[Core] Add MultiprocessingGPUExecutor (#4539)

Co-authored-by: SAHIL SUNEJA <suneja@us.ibm.com>
2024-05-14 10:38:59 -07:00
parent dc72402b57
commit 676a99982f
11 changed files with 225 additions and 39 deletions
--- a/tests/distributed/test_chunked_prefill_distributed.py
+++ b/tests/distributed/test_chunked_prefill_distributed.py
@@ -19,6 +19,7 @@ import torch
 MODELS = [
    os.environ["TEST_DIST_MODEL"],
 ]
+DISTRIBUTED_EXECUTOR_BACKEND = "DISTRIBUTED_EXECUTOR_BACKEND"

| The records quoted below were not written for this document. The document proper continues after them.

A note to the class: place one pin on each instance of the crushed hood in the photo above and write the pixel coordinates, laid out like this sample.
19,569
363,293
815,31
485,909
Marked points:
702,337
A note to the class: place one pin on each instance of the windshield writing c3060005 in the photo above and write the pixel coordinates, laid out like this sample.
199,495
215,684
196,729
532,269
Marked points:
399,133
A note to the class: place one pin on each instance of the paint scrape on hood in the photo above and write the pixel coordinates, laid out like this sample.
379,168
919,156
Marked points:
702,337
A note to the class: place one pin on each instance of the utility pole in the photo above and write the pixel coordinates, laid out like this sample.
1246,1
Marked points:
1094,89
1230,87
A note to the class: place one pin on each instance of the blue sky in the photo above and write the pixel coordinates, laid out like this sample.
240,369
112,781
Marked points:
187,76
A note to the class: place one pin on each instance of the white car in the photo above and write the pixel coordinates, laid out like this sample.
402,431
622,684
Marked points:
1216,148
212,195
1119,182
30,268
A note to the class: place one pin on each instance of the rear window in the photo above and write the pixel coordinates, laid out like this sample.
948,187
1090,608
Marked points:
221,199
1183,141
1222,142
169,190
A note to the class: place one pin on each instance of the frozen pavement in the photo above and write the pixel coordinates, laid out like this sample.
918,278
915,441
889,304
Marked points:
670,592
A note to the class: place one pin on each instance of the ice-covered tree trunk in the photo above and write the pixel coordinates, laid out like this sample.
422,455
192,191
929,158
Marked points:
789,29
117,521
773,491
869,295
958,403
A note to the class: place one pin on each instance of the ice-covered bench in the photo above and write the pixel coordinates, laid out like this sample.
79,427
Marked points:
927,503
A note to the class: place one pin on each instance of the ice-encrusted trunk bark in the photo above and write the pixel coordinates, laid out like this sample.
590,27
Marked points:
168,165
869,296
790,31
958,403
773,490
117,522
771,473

@pytest.mark.skipif(torch.cuda.device_count() < 2,
@@ -36,6 +37,8 @@ def test_models(
    max_tokens: int,
    chunked_prefill_token_size: int,
 ) -> None:
+    distributed_executor_backend = os.getenv(DISTRIBUTED_EXECUTOR_BACKEND)
+
    # Add a chunked prefill config.
    max_num_seqs = min(chunked_prefill_token_size, 256)
    assert chunked_prefill_token_size != -1
@@ -53,6 +56,7 @@ def test_models(
        max_num_seqs=max_num_seqs,
        enable_chunked_prefill=enable_chunked_prefill,
        max_num_batched_tokens=max_num_batched_tokens,
+        distributed_executor_backend=distributed_executor_backend,
    )
    vllm_outputs = vllm_model.generate_greedy(example_prompts, max_tokens)
    del vllm_model